Second, we see no reason why these contracts (the commercial line
of credit, promissory notes, real estate mortgages, and personal
guarantees) at issue were not “made in the regular course of business”
within the meaning of Iowa Code section 524.221(2). We reject Benskin’s
argument that it can avoid the statutory limitations period simply by
omitting an allegation that the contracts or record entries were made in
the regular course of the bank’s business. And we reject Benskin’s
argument that it can avoid this time-bar by alleging the bank’s actions
were wrongful (that is, the bank “cooked the books”) and therefore outside
the scope of the statute. That argument goes to the merits of the
underlying claim rather than to the determination of the applicable
limitations period. To hold otherwise would eviscerate the statute.

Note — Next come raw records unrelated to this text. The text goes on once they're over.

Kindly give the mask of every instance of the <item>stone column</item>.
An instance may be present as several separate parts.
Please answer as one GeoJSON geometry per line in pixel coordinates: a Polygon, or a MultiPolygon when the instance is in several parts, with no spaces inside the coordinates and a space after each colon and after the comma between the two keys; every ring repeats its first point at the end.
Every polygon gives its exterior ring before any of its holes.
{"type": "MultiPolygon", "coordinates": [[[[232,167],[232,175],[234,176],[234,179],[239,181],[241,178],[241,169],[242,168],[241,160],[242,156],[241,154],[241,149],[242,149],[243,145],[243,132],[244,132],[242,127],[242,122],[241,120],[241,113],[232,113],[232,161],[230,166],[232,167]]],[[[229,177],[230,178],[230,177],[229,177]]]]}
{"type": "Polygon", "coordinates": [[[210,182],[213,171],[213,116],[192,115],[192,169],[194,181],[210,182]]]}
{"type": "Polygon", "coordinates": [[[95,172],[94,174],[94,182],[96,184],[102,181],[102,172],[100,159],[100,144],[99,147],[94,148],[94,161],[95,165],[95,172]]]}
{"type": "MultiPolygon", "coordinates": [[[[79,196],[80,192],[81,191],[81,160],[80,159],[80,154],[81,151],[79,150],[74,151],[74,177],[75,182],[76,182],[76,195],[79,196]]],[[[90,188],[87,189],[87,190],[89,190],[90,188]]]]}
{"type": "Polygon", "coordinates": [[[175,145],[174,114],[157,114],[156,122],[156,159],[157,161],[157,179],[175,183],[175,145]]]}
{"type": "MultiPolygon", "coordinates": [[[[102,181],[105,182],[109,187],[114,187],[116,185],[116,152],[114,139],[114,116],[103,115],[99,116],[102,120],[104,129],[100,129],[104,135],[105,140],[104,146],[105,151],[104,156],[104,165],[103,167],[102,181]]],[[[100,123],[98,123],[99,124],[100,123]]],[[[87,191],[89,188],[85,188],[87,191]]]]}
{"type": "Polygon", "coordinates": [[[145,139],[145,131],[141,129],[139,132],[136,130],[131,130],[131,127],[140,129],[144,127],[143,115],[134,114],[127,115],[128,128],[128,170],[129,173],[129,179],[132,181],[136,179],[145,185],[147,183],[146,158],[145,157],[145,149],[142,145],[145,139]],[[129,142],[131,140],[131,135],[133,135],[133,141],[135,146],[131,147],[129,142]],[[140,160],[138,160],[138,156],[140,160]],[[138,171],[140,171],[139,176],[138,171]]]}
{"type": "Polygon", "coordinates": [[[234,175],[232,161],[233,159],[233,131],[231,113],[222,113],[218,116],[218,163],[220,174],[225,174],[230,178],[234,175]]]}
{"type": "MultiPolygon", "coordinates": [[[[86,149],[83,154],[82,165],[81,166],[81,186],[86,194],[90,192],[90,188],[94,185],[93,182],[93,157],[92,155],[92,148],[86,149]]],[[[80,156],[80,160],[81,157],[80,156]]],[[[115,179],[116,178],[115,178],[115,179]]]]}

Finally, we hold that section 524.221(2) governs Benskin’s written
contract claims against West Bank, a state bank, rather than the general
statute of limitations for written contracts in section 614.1(5). Section
524.221(2), as the more specific statute, controls. See MidWestOne Bank
v. Heartland Co-op, 941 N.W.2d 876, 883 (Iowa 2020) (“To the extent ‘there
is a conflict or ambiguity between specific and general statutes, the
provisions of the specific statutes control.’ ” (quoting Oyens Feed & Supply,
Inc. v. Primebank, 808 N.W.2d 186, 194 (Iowa 2011))); see also Iowa Code
§ 4.7 (“If a general provision conflicts with a special or local provision, they
shall be construed, if possible, so that effect is given to both. If the conflict
between the provisions is irreconcilable, the special or local provision
prevails as an exception to the general provision.”). The legislature 10
amended Iowa Code section 524.221(2) to shorten its limitation period
from eleven years to seven years. See 2011 Iowa Acts ch. 87, § 2 (codified
at Iowa Code § 524.221(2) (Supp. 2011)). “The evident purpose” of that
amendment “is to hasten resolution of such claims” against state banks
founded on written contracts. See MidWestOne Bank, 941 N.W.2d at 883
(quoting Farmers Coop. Co. v. Swift Pork Co., 602 F. Supp. 2d 1095, 1110
(N.D. Iowa 2009)) (addressing Iowa Code section 614.1(10)).
Benskin’s written contract claims accrued no later than 2008, when
West Bank failed to perform the written contract by not releasing the 2007
mortgages. Benskin did not file this action until 2018, over seven years
later. The district court correctly ruled that counts I and II are time-
barred.
2. Count III, alleging breach of duties of good faith and fair dealing.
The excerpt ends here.